The test failures look unrelated -- try rebasing to see if that fixes it

Looks like the task ordering changed between 3.0.6 and 3.1
Even the unit tests seem to have been updated with the incorrect task order. I had to fix the unit tests aswell.

Reg test failures, I already rebased, I suspect CI is broken at the moment

@dheerajturaga
Copy link
Member Author

issue is stemming from #55169
cc: @uranusjr

@kaxil
Copy link
Member

kaxil commented Oct 2, 2025

issue is stemming from #55169

cc: @uranusjr

#55169 (comment) bit us?

@dheerajturaga dheerajturaga force-pushed the bugfix/grid-view-task-ordering branch from 0befe88 to 0263a87 Compare October 2, 2025 14:06
@ashb ashb added this to the Airflow 3.1.1 milestone Oct 3, 2025
@ashb ashb added kind:bug This is a clearly a bug type:bug-fix Changelog: Bug Fixes labels Oct 3, 2025
…tion

  The SerializedTaskGroup.topological_sort() method had a critical bug in its
  topological sorting algorithm.

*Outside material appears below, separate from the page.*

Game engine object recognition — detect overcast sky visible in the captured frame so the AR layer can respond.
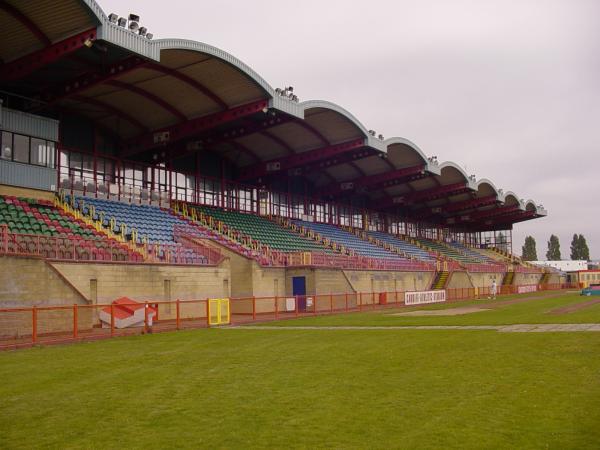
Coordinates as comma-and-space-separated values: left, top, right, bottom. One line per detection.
99, 0, 600, 259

After checking if an upstream dependency's parent
  task group was still in the unsorted graph, the code failed to verify whether
  such a parent was found before proceeding. This caused the else clause to execute
  even when nodes had unresolved parent task group dependencies, resulting in tasks
  being sorted out of dependency order in the grid view.

  The fix adds the missing logic:
  1. Check if a parent task group dependency exists (if tg:) and break if found
  2. Track progress with an acyclic flag to detect cycles or stuck states
  3. Break the loop if no nodes are resolved in an iteration

  Also added the missing hierarchical_alphabetical_sort() method to support the
  alternative grid_view_sorting_order configuration option.

  This ensures tasks are displayed in the correct dependency order in the grid view,
  matching how they are executed.
…tion

  The SerializedTaskGroup.topological_sort() method had critical bugs that caused
  tasks to display in incorrect order in the grid view:

  1. Missing logic to check if parent task group dependencies exist before adding
     nodes to the sorted list, causing premature sorting of dependent tasks.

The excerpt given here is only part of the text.